[LINK] Crikey: 'Google a 'honeypot' for authoritarian governments'

Roger Clarke Roger.Clarke at xamax.com.au
Thu Jan 14 19:20:49 AEDT 2010


At 18:26 +1100 14/1/10, Geordie Guy wrote:
>... The overall thrust of the article is that the attack on Google 
>was not to achieve knowledge of the conversations of human rights 
>activists, but more likely that Google has a near-exhaustive 
>database of personal information that makes them target zero for any 
>hackers and that was the motivation.  ...
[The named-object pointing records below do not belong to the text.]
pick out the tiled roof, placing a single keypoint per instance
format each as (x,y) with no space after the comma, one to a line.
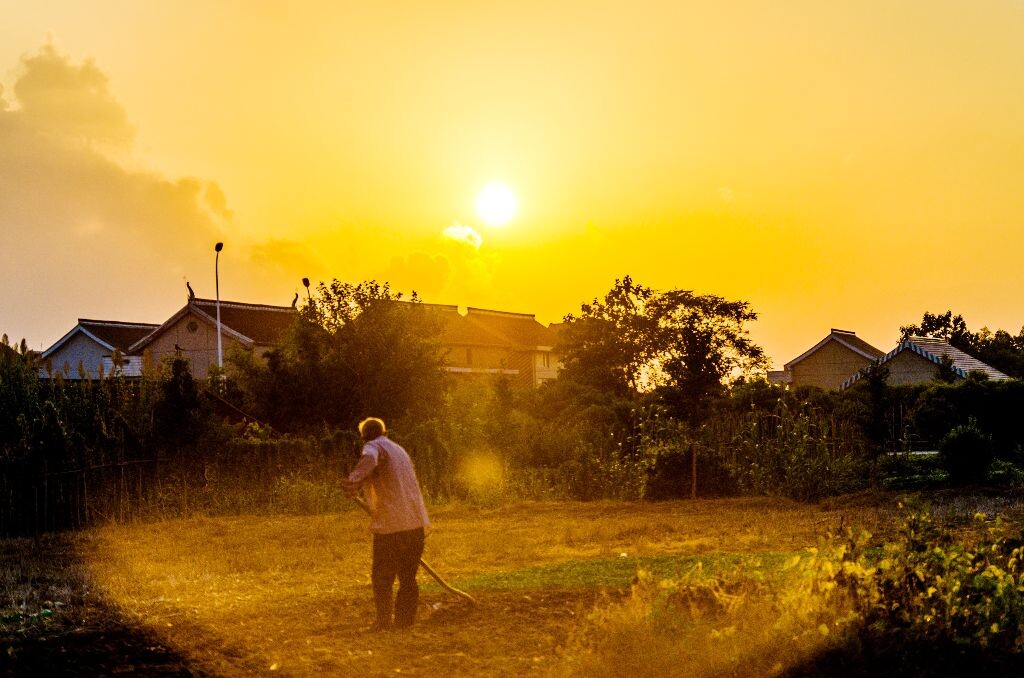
(262,324)
(518,330)
(933,349)
(109,334)
(117,334)
(250,324)
(846,338)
Qualify the whole with 'speculation that', and that's close enough to 
what I meant.


>In order for that thrust to exist, Google must have not only the 
>personal information we all accept they have, but for it to be 
>comprehensible in any way other than streams of machine-readable 
>data going from one system that collects it to another system that 
>profitably uses it (highly doubtful or even impossible).  ...
>Example:
>System A contains [data] partially encrypted and I don't know which 
>columns in the database mean what.  ...
>System B ... an internal description of distances between cameras 
>and grid references in the mall and I don't have any meaningful way 
>of interpreting it.

I was using the term 'view' in the CODASYL sense.  By about 1972, it 
was conventional to gain access to data-files by means of 
code-libraries.  As DBMS emerged, and as data dictionaries matured 
into IRDS, apps became quite easy compared with the early years.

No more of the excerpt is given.